Monday, June 21, 2010

To "Log" or Not to "Log"

Many statistical techniques rely upon the assumption that the data follows a normal distribution. In fact, questions surrounding the impact of normality on the validity of a statistical analysis ranks right up there with 'how many samples do I need for my results to be meaningful?'. Some statistical techniques derived from an assumption of normality of the data can deal with slight to moderate departures quite well, while others are greatly impacted. For instance, if a response such as bond strength is slightly skewed to the right with a mean well above 0 then a control chart for subgroup averages derived in the typical manner, using 3 sigma limits, should have adequate performance in detecting a large shift in the mean. However, a response which is heavily skewed to the right, with a lower boundary close to 0, for example, will produce unreasonable results using techniques based upon normality.

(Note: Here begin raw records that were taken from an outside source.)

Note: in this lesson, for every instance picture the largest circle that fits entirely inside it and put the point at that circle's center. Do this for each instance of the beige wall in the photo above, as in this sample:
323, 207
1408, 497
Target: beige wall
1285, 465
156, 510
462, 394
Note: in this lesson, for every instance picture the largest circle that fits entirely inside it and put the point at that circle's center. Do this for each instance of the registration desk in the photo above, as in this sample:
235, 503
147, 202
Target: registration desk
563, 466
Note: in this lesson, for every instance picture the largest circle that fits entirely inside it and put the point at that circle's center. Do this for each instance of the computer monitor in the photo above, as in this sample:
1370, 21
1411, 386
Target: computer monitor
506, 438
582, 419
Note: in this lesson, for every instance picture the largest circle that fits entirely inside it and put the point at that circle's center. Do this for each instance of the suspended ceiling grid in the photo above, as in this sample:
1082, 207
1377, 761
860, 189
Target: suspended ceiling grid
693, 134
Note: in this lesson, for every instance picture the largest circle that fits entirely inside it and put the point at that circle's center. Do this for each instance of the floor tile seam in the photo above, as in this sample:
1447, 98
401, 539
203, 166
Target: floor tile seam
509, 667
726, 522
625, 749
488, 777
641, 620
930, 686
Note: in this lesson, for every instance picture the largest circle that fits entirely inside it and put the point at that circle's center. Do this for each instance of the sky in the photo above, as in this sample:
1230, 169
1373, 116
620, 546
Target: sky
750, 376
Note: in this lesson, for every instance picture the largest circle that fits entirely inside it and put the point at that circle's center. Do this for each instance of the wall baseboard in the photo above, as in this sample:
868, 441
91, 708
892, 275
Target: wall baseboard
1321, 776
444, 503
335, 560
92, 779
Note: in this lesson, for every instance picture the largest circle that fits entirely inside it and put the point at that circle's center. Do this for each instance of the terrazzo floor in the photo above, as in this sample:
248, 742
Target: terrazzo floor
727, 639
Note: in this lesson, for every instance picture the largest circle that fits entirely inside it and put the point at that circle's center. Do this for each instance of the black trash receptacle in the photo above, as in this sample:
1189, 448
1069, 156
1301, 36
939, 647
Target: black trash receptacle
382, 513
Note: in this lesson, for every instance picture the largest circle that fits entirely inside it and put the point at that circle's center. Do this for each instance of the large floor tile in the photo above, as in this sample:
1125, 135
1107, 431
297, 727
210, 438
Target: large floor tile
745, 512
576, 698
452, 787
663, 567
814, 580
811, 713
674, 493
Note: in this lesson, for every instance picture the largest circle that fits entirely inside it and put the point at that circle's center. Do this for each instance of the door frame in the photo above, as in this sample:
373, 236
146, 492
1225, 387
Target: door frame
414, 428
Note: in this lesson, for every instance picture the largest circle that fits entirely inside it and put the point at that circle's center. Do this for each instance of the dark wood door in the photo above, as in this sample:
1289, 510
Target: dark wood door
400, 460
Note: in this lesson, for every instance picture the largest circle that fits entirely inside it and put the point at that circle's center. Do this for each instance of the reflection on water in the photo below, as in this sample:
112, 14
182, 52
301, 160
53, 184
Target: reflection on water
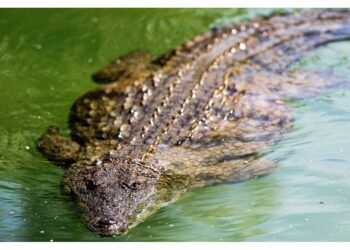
44, 68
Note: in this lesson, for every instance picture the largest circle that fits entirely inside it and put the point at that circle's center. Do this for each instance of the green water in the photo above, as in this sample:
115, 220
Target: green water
46, 59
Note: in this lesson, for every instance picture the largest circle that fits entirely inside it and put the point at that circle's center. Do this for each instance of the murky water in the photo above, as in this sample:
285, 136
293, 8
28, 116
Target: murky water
46, 58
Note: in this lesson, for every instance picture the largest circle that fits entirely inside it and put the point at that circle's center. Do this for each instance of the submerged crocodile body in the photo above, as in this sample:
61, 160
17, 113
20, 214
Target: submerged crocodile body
198, 115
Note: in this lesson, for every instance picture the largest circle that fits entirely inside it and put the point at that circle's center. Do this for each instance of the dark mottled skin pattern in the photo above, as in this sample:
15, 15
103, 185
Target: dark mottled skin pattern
196, 116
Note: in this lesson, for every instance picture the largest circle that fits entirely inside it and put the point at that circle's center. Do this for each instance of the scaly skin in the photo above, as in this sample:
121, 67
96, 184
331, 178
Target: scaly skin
197, 116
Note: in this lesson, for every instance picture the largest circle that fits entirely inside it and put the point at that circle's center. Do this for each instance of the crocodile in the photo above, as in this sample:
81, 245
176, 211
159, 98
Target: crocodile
199, 115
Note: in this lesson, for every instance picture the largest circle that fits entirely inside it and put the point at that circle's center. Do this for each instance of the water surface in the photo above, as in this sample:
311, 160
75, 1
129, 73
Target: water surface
47, 57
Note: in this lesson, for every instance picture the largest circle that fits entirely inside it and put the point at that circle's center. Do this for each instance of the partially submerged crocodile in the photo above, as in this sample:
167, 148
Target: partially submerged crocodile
196, 116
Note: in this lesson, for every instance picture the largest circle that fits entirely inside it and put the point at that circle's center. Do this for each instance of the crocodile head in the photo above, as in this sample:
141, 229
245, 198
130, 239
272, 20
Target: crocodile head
113, 193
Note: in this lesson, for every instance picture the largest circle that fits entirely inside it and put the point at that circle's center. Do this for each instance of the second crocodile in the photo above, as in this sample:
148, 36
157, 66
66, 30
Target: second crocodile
198, 115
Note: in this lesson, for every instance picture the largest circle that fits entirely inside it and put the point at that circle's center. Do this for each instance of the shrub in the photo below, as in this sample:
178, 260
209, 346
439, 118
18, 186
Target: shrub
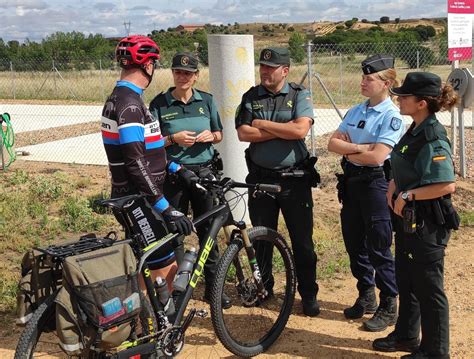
77, 216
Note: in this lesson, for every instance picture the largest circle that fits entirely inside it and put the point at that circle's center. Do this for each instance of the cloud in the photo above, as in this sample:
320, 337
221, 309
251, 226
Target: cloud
24, 4
34, 19
140, 8
104, 6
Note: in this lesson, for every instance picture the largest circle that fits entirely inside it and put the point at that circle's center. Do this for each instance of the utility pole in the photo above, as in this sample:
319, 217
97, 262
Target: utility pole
127, 26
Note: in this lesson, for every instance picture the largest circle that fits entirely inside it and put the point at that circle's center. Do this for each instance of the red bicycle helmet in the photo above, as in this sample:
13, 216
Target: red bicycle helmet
136, 50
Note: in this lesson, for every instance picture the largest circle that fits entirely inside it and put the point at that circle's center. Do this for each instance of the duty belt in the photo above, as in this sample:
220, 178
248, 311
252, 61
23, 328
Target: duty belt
351, 170
196, 167
288, 172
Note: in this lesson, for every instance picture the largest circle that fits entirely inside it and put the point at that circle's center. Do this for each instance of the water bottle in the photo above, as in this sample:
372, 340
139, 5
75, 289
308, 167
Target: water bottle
183, 275
164, 296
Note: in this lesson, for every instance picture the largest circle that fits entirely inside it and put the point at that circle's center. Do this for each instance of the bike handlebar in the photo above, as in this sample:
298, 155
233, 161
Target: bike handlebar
227, 183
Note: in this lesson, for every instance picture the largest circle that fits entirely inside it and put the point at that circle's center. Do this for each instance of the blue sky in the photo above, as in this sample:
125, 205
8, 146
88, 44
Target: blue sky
35, 19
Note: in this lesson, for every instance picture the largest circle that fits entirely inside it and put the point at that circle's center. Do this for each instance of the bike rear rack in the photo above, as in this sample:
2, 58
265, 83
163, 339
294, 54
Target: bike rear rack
85, 244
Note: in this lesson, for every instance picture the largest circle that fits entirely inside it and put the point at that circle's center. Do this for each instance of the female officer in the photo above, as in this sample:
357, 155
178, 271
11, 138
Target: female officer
365, 138
419, 195
190, 121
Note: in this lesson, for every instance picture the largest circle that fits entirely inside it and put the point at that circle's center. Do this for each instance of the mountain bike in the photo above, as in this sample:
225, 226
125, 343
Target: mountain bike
262, 294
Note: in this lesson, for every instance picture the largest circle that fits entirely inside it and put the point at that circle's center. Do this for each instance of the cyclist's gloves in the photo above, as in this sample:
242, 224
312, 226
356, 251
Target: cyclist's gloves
177, 221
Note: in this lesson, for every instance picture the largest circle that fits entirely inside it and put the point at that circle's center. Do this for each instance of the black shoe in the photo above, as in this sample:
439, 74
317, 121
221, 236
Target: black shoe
310, 307
393, 343
422, 355
226, 302
365, 303
385, 315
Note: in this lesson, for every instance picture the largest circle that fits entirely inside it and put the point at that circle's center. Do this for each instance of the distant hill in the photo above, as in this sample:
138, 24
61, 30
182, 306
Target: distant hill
279, 33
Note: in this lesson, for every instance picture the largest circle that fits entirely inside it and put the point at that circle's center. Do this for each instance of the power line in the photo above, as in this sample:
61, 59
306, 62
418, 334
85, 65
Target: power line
127, 26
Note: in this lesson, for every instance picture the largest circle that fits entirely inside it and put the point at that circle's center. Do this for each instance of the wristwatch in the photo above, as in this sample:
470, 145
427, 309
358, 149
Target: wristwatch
405, 196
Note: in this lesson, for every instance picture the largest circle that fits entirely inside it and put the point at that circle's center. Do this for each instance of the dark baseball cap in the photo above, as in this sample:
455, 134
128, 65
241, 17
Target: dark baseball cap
376, 63
184, 61
275, 56
419, 84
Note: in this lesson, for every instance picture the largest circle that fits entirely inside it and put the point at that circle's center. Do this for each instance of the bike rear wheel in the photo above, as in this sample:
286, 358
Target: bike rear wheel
251, 325
39, 338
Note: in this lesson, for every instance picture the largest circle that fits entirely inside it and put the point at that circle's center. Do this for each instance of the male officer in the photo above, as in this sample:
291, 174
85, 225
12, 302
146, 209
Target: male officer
275, 117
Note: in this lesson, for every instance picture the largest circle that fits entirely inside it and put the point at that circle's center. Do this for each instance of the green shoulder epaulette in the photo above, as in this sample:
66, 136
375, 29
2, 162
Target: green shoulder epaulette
296, 86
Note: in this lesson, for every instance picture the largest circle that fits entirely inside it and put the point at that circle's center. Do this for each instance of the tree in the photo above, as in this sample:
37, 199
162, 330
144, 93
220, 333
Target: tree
295, 44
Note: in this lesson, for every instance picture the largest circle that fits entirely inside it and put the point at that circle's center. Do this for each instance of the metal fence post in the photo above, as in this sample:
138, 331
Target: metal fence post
454, 65
340, 78
13, 81
54, 79
310, 88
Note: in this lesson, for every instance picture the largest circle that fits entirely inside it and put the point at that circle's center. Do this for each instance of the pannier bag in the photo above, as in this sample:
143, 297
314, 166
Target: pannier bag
100, 299
40, 278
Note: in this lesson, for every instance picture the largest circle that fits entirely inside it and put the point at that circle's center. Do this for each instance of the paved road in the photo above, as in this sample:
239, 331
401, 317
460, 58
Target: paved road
88, 149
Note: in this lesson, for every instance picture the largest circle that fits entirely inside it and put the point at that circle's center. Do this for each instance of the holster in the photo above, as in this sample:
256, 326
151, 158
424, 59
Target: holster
340, 186
387, 169
445, 213
217, 163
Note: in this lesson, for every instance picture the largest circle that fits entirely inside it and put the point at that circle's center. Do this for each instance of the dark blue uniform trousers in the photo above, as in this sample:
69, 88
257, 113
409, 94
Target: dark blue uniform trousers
296, 204
367, 233
420, 276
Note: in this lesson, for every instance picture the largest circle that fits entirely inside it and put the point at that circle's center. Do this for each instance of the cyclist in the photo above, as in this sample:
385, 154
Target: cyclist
135, 148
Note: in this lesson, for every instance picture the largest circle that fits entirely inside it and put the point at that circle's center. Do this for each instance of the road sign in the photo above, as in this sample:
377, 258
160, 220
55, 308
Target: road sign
460, 14
459, 80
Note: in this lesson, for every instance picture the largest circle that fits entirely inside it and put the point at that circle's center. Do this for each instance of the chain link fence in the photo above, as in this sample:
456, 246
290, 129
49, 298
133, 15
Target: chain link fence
55, 106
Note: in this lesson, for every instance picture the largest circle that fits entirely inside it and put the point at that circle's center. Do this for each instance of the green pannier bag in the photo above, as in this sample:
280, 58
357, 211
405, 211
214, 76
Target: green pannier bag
40, 278
91, 280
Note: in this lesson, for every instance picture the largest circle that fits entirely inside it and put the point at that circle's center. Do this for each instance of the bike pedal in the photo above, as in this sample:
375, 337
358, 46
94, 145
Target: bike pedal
202, 313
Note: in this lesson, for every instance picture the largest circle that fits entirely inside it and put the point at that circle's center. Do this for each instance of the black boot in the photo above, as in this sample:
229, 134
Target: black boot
393, 343
385, 315
366, 303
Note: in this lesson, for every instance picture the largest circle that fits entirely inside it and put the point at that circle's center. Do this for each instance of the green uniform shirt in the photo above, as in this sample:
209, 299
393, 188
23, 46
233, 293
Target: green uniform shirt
199, 114
423, 156
293, 101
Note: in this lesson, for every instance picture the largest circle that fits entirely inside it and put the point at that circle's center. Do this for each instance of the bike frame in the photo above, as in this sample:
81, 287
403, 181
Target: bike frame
220, 216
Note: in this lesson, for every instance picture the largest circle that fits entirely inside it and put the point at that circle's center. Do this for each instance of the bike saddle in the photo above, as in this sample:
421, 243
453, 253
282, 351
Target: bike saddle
118, 203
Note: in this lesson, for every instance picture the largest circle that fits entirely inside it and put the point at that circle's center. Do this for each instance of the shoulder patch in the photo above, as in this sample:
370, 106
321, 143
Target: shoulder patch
395, 123
203, 92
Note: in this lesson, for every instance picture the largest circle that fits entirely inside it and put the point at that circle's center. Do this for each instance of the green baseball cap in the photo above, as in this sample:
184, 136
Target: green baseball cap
184, 61
419, 84
275, 56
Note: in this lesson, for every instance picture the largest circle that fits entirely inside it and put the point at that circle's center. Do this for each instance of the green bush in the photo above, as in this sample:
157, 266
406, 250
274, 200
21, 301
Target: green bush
43, 188
77, 216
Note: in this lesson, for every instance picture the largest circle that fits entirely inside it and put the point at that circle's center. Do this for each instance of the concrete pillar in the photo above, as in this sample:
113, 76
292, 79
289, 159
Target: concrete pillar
231, 73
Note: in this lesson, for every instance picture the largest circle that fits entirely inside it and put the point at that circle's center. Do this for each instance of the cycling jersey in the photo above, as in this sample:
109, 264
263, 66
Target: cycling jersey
133, 144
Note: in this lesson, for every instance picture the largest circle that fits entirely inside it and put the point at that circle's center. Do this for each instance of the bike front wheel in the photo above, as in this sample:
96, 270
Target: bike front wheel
39, 338
252, 325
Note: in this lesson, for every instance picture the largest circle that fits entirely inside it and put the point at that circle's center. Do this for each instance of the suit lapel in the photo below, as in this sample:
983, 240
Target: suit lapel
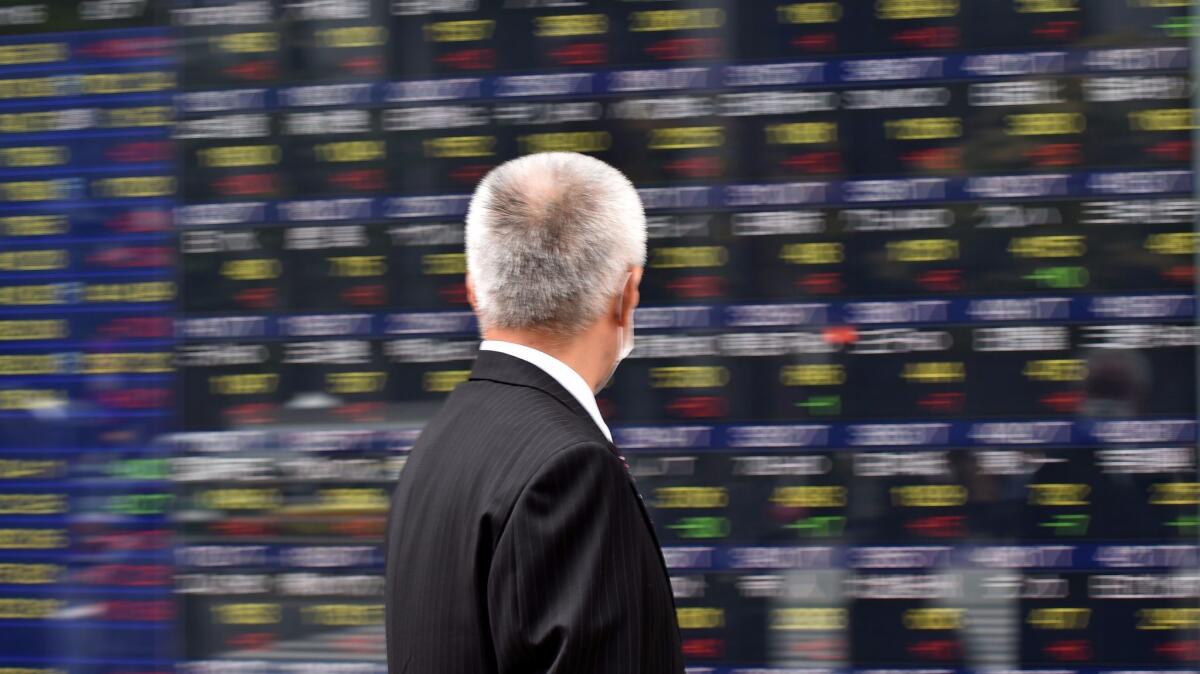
496, 366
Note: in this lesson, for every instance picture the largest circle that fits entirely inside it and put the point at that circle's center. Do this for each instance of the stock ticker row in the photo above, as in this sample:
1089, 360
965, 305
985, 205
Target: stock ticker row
915, 379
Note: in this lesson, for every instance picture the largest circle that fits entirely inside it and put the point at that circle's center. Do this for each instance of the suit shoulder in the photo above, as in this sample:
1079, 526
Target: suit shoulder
507, 411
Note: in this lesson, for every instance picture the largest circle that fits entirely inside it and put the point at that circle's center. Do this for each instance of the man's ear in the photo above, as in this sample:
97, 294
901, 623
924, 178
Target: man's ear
471, 293
629, 298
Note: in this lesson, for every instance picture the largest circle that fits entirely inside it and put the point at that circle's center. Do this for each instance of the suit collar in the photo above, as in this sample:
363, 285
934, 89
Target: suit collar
495, 366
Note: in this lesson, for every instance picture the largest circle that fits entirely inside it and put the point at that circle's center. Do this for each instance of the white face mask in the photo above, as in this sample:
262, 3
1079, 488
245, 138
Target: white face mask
627, 342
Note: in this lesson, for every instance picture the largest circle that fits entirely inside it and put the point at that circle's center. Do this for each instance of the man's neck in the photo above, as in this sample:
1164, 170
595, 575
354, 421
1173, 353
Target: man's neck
575, 353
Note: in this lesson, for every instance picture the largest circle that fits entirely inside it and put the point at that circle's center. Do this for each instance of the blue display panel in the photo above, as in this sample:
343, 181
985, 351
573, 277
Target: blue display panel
915, 379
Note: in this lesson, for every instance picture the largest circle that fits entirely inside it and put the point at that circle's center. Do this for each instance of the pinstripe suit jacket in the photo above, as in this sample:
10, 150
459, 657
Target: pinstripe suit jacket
519, 545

Let's examine the impact of departures from normality when setting a '3 sigma' upper specification limit based upon process capability, for a response that inherently follows a lognormal distribution. In the figure below, we see a histogram for 50 measurements of a response, which was randomly generated using a lognormal distribution. At first glance it is obvious that the distribution is skewed to the right with a lower bound close to 0, putting the normality assumption in question. However, is it so skewed that it will call into question the accuracy of statistical techniques derived from a normal assumption?

Let's fit a normal distribution to the data and use the normal probability model to determine the value at which the probability of exceeding it is 0.135%, i.e., a '3 sigma' equivalent upper limit. This value is 4.501, with 2% of the actual readings above this upper limit.

Now, let's fit the more appropriate lognormal distribution to this data and use the lognormal probability model to determine the value at which the probability of exceeding it is 0.135%, i.e., a '3 sigma' equivalent upper limit. This value is 9.501, with no actual readings above this limit.

The upper limits derived from these two distributions are quite different from each other; 9.501 (lognormal) vs. 4.501 (normal). Since we know this response is lognormal, we would be significantly underestimating the '3 sigma' upper limit using the normal assumption, resulting in 2% out-of-spec readings, compared to 0.135% that we set out to achieve. In a real world application, this could result in chasing false alarms on a control chart or scrapping product that is well within the distribution of the data. Before moving forward with a statistical analysis of your data, determine the best fitting distribution by evaluating the histogram, distribution based quantile plots, goodness of fit tests, and most importantly, understanding the context of the data. The best distributions to use for many engineering and scientific applications are well known and well documented.